October 26, 2017
On behalf of Jonathan M. Crist, CEI’s Center for Class Action Fairness objected to plaintiff's renewed motion for attorneys' fees and expenses in a shareholder suit arising out of Verizon’s acquisition of Vodafone’s interest in Verizon Wireless.
As in the overwhelming majority of strike suits, the settlement in Gordon v. Verizon did not provide any monetary relief to shareholders. Instead, it provided immaterial supplemental disclosures and corporate governance change. For example, among the four disclosures class counsel identified as the “greatest hits” was one that simply put previously provided information into tabular form. In the renewed motion, plaintiff's attorneys sought $2 million in fees and expenses for their role in recovering this insignificant relief for the shareholder class.
The motion was filed on remand from the Appellate Division: The New York Supreme Court initially denied approval of the settlement. While, on appeal, the Appellate Division found there were minimal settlement benefits sufficient to approve the settlement and remanded for a determination of fees, the Appellate Division did not find that the benefit warranted the excessive $2 million sought by the attorneys and instead noted that fees should be commensurate with the benefit achieved, with minimal benefit resulting in minimal fees.
This objection is in a similar vein as CEI's victory in Walgreen, as we seek to expand to other jurisdictions the steps taken by the Seventh Circuit and Delaware to limit rent-seeking by plaintiffs' lawyers in deal litigation.
At a hearing on October 26, 2017, the court awarded a reduced amount of $1.5 million in fees and expenses.
Read more about CEI’s Center for Class Action Fairness here.
June 16, 2017
Class member and CCAF attorney Anna St. John objected to settlement approval, class certification, and the request for attorneys' fees in Saska v. Metropolitan Museum of Art. The case involved the Museum's "pay what you wish" admission policy, in particular claims that the policy deceived the public in violation of state law.
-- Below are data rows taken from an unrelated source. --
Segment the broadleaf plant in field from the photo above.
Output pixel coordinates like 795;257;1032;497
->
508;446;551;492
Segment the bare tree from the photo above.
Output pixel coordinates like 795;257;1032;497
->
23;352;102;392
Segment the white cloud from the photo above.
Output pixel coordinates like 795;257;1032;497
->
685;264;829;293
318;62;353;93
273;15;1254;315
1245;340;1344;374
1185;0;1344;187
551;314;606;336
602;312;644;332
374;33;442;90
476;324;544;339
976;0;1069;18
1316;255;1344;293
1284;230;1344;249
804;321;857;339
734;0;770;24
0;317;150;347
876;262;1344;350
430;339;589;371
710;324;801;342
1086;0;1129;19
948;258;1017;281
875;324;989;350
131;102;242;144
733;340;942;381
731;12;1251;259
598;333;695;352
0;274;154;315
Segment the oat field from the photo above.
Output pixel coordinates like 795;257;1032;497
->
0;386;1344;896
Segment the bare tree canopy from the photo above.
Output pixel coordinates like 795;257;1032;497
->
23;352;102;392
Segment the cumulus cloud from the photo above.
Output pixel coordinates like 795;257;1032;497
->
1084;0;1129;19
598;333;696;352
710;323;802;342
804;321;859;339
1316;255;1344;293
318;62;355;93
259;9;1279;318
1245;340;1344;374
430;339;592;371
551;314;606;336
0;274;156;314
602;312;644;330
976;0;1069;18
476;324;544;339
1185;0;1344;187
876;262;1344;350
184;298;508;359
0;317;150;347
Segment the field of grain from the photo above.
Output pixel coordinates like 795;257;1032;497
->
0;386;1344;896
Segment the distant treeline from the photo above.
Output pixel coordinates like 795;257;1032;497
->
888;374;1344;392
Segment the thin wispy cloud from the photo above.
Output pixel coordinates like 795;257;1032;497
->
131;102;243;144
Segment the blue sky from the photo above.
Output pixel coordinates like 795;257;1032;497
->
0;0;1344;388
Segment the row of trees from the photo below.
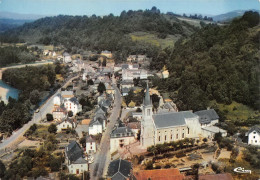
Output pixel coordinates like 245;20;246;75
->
0;46;37;67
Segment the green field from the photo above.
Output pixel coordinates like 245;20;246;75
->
130;32;180;48
212;101;260;121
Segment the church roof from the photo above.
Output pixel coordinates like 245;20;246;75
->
153;111;198;129
144;82;151;106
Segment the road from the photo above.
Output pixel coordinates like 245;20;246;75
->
0;76;78;150
90;84;121;180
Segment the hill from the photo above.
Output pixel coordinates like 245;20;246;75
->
1;7;197;54
0;19;33;32
151;11;260;110
213;10;259;22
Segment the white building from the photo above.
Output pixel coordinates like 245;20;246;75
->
52;105;67;121
64;97;82;116
89;120;103;135
110;127;135;154
63;52;72;63
65;141;88;174
57;118;76;132
86;136;97;154
246;125;260;146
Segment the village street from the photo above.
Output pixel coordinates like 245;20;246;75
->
90;84;121;179
0;76;78;150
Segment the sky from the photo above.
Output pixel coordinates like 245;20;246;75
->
0;0;260;16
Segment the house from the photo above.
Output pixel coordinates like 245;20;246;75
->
201;126;227;139
127;121;141;138
89;119;103;135
134;168;185;180
140;84;201;148
246;125;260;146
137;55;147;62
107;159;132;180
57;118;76;132
52;105;67;121
64;97;82;115
199;173;233;180
86;136;97;154
162;70;169;79
63;52;72;63
100;50;113;58
110;127;135;154
60;91;74;102
194;109;219;127
65;141;88;174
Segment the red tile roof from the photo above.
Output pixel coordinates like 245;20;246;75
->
134;169;184;180
199;173;233;180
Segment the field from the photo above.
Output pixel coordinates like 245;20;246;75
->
214;101;260;121
130;32;180;48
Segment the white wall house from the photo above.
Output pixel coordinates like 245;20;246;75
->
110;127;135;154
246;126;260;146
57;119;76;132
65;141;88;174
86;136;97;154
89;120;103;135
64;97;82;116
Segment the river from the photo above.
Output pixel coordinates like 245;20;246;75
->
0;80;19;103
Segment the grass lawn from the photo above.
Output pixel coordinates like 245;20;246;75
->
130;32;180;48
211;101;260;121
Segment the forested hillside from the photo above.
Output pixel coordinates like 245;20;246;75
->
1;7;196;55
152;12;260;110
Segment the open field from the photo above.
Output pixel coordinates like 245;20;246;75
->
130;32;180;48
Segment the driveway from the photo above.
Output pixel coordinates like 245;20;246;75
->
90;84;121;180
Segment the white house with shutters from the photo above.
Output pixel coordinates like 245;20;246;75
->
246;125;260;146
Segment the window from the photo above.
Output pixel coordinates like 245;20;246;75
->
147;109;151;116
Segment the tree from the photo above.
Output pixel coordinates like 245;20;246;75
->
30;90;40;105
48;124;57;133
87;79;94;86
0;160;6;178
68;111;73;117
46;113;53;121
98;82;106;94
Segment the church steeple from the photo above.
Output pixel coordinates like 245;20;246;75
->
144;82;151;106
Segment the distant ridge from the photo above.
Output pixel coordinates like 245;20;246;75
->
213;9;260;22
0;11;47;20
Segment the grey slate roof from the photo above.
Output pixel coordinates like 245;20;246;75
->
153;111;198;129
246;125;260;134
194;109;219;124
65;141;87;164
107;159;132;180
144;82;151;106
111;126;134;138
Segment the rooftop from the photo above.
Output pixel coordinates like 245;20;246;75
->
107;159;132;180
194;109;219;124
134;169;184;180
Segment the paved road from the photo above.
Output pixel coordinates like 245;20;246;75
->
90;85;121;180
0;76;78;150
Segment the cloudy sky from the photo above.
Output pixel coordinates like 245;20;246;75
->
0;0;260;15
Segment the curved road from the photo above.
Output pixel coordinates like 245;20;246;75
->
90;84;121;180
0;76;78;150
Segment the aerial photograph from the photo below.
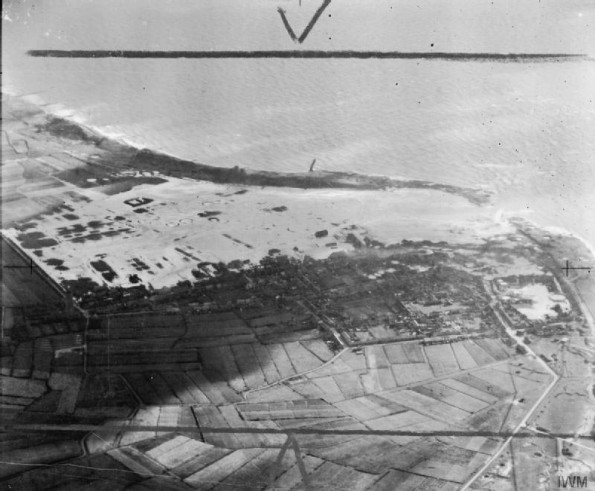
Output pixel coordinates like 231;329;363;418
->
0;0;595;491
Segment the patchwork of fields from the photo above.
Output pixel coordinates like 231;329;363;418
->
54;339;551;490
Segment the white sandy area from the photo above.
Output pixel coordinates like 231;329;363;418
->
508;283;570;320
8;178;512;287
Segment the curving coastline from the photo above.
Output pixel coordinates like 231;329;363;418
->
37;115;491;206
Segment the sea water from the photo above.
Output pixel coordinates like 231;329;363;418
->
3;0;595;250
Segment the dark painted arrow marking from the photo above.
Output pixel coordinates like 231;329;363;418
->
277;0;331;44
560;259;593;276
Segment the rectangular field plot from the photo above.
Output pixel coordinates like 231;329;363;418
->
424;344;459;377
454;371;513;399
335;397;399;421
384;343;409;365
440;378;498;404
391;363;434;386
451;343;477;370
364;345;390;368
285;341;323;372
382;389;469;422
413;382;489;413
473;368;515;393
236;399;343;421
463;339;496;366
402;341;426;363
475;338;509;360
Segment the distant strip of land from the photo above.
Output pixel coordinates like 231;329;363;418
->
38;116;490;205
27;49;590;62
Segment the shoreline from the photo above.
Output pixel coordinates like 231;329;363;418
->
2;91;492;206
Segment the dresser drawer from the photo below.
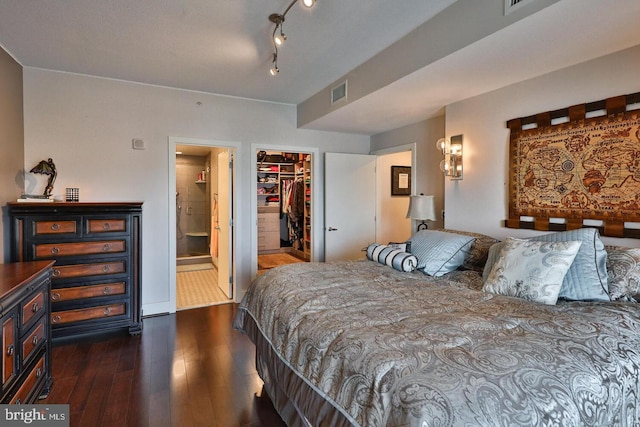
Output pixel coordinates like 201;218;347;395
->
1;311;18;389
51;303;127;325
33;219;79;236
51;282;127;302
22;317;46;365
53;261;127;279
9;354;45;404
22;289;45;328
34;240;127;259
87;218;128;234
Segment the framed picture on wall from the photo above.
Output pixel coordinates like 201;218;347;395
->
391;166;411;196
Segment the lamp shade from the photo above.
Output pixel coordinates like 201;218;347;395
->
407;194;436;221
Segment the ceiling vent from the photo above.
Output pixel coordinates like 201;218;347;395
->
504;0;536;16
331;80;347;105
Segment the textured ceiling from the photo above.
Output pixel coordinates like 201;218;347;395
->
0;0;640;135
0;0;454;104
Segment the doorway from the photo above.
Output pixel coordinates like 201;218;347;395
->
255;149;314;275
175;144;234;310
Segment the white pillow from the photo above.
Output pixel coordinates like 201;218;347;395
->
409;230;475;277
482;238;582;305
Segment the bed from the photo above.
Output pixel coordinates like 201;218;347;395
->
234;230;640;426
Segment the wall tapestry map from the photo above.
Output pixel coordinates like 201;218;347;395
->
506;92;640;237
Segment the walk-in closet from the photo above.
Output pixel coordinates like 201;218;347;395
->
256;150;312;272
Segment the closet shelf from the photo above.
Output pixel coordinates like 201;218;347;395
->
184;231;209;237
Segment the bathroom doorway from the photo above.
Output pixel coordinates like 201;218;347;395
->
175;144;234;310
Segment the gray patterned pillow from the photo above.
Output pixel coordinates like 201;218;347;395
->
409;230;475;277
530;228;610;301
482;238;582;305
605;246;640;302
482;228;610;301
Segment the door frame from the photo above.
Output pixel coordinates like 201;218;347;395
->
250;143;322;280
167;136;241;313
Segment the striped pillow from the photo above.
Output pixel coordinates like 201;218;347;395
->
367;243;418;271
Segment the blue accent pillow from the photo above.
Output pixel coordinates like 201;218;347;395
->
409;230;475;277
367;243;418;272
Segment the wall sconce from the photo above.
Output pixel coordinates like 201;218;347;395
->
436;135;462;179
407;194;436;231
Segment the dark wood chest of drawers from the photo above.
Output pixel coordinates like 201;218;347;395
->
9;202;142;338
0;261;53;403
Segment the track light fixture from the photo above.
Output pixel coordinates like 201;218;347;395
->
269;0;316;76
269;53;280;76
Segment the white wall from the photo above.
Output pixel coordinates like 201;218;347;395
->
376;151;415;244
0;47;23;263
24;68;369;315
445;46;640;246
371;116;445;229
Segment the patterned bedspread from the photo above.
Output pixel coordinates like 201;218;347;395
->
234;260;640;427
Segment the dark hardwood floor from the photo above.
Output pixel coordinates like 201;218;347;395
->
40;304;284;427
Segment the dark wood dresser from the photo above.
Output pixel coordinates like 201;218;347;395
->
0;261;53;403
9;202;142;339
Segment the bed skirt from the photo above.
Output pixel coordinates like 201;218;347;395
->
233;310;357;427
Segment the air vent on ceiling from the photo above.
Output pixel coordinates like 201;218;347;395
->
331;80;347;104
504;0;536;15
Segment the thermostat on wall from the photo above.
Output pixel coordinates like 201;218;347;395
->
132;138;144;150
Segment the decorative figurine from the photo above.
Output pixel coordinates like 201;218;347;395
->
30;157;58;197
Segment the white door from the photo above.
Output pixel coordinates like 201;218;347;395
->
214;150;233;298
324;153;376;261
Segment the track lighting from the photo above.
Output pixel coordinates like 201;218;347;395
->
273;24;287;47
269;53;280;76
269;0;316;76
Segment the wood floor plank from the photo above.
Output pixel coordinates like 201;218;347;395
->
41;304;284;427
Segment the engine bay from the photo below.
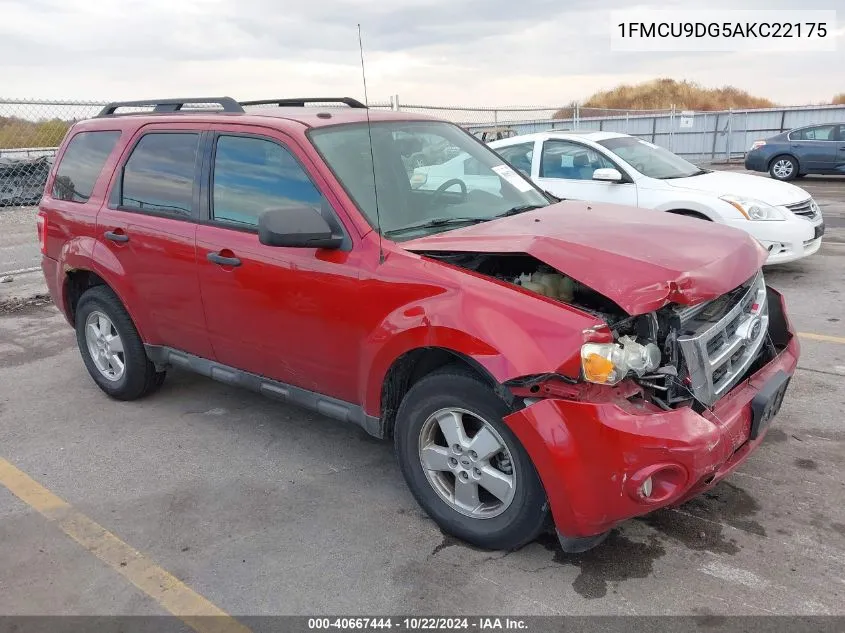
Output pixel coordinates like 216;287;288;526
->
424;252;628;325
421;252;776;411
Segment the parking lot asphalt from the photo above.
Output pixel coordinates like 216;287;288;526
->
0;170;845;616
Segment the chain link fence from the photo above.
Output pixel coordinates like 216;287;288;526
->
0;96;845;206
0;99;104;206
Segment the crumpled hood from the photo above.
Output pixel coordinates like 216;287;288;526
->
401;201;766;315
663;171;810;207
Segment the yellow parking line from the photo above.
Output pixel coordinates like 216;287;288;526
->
0;457;251;633
798;332;845;345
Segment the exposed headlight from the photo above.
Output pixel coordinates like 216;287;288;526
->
581;336;660;385
720;196;786;221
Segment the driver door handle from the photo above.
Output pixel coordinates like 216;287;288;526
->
206;253;241;266
103;231;129;242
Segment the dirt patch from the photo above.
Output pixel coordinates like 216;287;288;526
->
639;510;739;556
537;530;666;600
764;429;788;443
0;294;53;315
The proposed settlement provides class members with near-worthless injunctive relief, primarily in the form of changes to the wording of the admission price: "suggested" and "the amount you pay is up to you" will be substituted for "recommended."
At the same time, and in a clear signal of who the settlement was structured to primarily benefit, the class attorneys are seeking fees of $350,000. The proposed settlement suffered from the further defect that the proposed relief benefits only future museum visitors, while the class is defined to include only past visitors—many of whom will not visit the museum in the future and therefore will not recover even nominal value from the proposed policy changes.
The fairness hearing was held on May 5, 2017, at the Supreme Court of the State of New York, New York County.
On June 15, 2017, the court approved the settlement and requested attorneys' fee award in Saska v. Metropolitan Museum of Art. The court denied an incentive award for the named plaintiffs on the grounds it lacked authority to make such awards.